To pay for the rights, ESPN has cut back in other areas — primarily original programming — and relied more heavily on a handful of its most famous personalities, like Stephen A. Smith. Once justifiably proud of never having undergone layoffs, the company has seen six waves of layoffs since 2015, including one that affected a number of high-profile executives and on-air personalities in June.

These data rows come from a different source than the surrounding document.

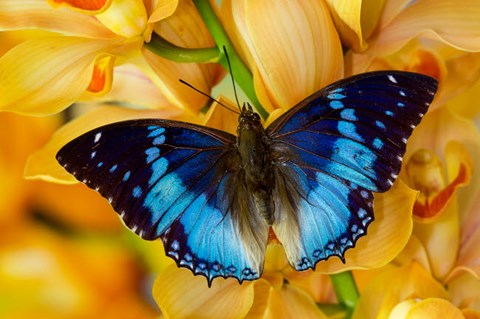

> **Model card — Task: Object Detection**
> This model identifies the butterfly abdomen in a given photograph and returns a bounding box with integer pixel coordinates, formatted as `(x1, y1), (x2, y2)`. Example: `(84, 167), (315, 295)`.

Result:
(237, 107), (275, 225)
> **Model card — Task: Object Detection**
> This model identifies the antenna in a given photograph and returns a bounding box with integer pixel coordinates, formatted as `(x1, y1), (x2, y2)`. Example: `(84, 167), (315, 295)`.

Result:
(179, 79), (240, 114)
(223, 46), (241, 109)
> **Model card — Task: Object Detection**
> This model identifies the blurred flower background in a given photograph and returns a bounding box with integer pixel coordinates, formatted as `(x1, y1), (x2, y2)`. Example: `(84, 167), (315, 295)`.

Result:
(0, 0), (480, 318)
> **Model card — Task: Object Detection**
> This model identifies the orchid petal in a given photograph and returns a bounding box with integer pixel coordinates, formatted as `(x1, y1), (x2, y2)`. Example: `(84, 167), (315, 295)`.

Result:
(457, 192), (480, 278)
(353, 262), (448, 319)
(25, 106), (189, 184)
(48, 0), (112, 14)
(368, 0), (480, 55)
(79, 61), (174, 109)
(0, 0), (116, 39)
(404, 141), (473, 223)
(141, 1), (224, 112)
(388, 298), (464, 319)
(87, 55), (115, 94)
(447, 270), (480, 311)
(148, 0), (178, 23)
(0, 37), (119, 115)
(327, 0), (385, 52)
(263, 284), (327, 319)
(414, 195), (460, 279)
(245, 278), (272, 319)
(404, 107), (480, 219)
(153, 265), (254, 318)
(232, 1), (343, 109)
(95, 0), (147, 38)
(393, 234), (432, 273)
(316, 180), (417, 273)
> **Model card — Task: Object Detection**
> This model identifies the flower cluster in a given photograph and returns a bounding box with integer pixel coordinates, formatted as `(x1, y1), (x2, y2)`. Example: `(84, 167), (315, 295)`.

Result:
(0, 0), (480, 319)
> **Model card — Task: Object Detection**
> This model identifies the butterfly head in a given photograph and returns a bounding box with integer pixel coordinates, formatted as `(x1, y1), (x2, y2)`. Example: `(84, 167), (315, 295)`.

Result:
(238, 103), (263, 133)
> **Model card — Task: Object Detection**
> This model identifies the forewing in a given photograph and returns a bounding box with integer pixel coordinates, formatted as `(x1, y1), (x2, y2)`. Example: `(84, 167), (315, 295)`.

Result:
(57, 120), (264, 283)
(267, 71), (437, 270)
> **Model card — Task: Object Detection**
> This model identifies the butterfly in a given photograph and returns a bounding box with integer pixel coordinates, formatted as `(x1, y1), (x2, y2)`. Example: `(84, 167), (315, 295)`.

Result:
(57, 71), (437, 285)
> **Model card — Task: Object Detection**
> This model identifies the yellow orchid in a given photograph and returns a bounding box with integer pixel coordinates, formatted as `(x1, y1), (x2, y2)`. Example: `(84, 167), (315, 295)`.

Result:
(0, 0), (218, 115)
(0, 0), (480, 318)
(348, 55), (480, 318)
(0, 112), (170, 318)
(326, 0), (480, 74)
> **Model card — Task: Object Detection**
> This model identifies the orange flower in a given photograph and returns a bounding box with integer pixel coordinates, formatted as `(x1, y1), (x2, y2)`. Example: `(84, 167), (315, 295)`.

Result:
(0, 0), (218, 115)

ESPN enjoyed an easy existence as a quasi-sports utility, the sole provider of any and every broadcast under the sun. What competition there was didn’t have the pockets or presence, so NBC Sports and Fox Sports had to make do with peripheral sporting events like the Olympics and soccer. But that was cable. In the streaming sphere, there are tech giants like YouTube (which has secured NFL RedZone), Apple TV+ (Major League Baseball), and Amazon (Thursday Night Football). The second ESPN turns from cable and puts to sea aboard its ESPN+ app or another, more polished app, the network will have to abandon an unviable monopoly. But leave land ESPN must, because cable cannot support the promises ESPN made and will have to make to stay relevant.

It Ain’t Over …

But all is not lost. To turn a profit in media is remarkable, and ESPN is spending big on bringing outside talent with large audiences in. For instance, Pat McAfee, a former Indianapolis Colts punter and now a video podcast host, helms the foremost show for current players to come on and break news. Throughout the past year, Aaron Rodgers used the friendly jocular (unskeptical) Pat McAfee Show to update the world on his intentions — would Green Bay’s quarterback retire? Quit? Demand a trade? Tune in for Rodgers to tell you nothing and share ancient Sumerian medicinal secrets. But the show has an edge and an audience that ESPN couldn’t build in-house, so they agreed to pay McAfee $85 million over five years for his show. ESPN gets an edgy newsmaker to keep at arms-length who will explore American appetite for new sports media, and McAfee is legitimized as a sports commentator and kingmaker. It could work; it could be a colossal mistake that burns money the network doesn’t have. (Read More: Classic Cars: Driving the American Dream)

The second possible opportunity for ESPN is the weakening appetite for streaming investments. Disney, Netflix, Discovery/HBO, and NBC are all coming to realize that streaming is a loser — customers are fickle, shows aren’t guaranteed to get even a minimal amount of eyeballs, and competition for established winners is so fierce that it’s nearly impossible to fill a menu with stuff most viewers want to watch. This can mean two things: Either other media giants will pay that much more for sports programming, as it’s one of only a few items guaranteed to land viewers — or quite the opposite, where deep cuts and hesitance to be tied to multiyear deals means few will consider making any overtures to the leagues.

ESPN’s future is in the hands of organizations other than itself. It may well survive, but I can’t say it deserves to. The company’s hesitance to change, its nauseating social signaling, and its inability to develop talent show it to be in decline. But as they say, “It ain’t over until the body-positive individual sings.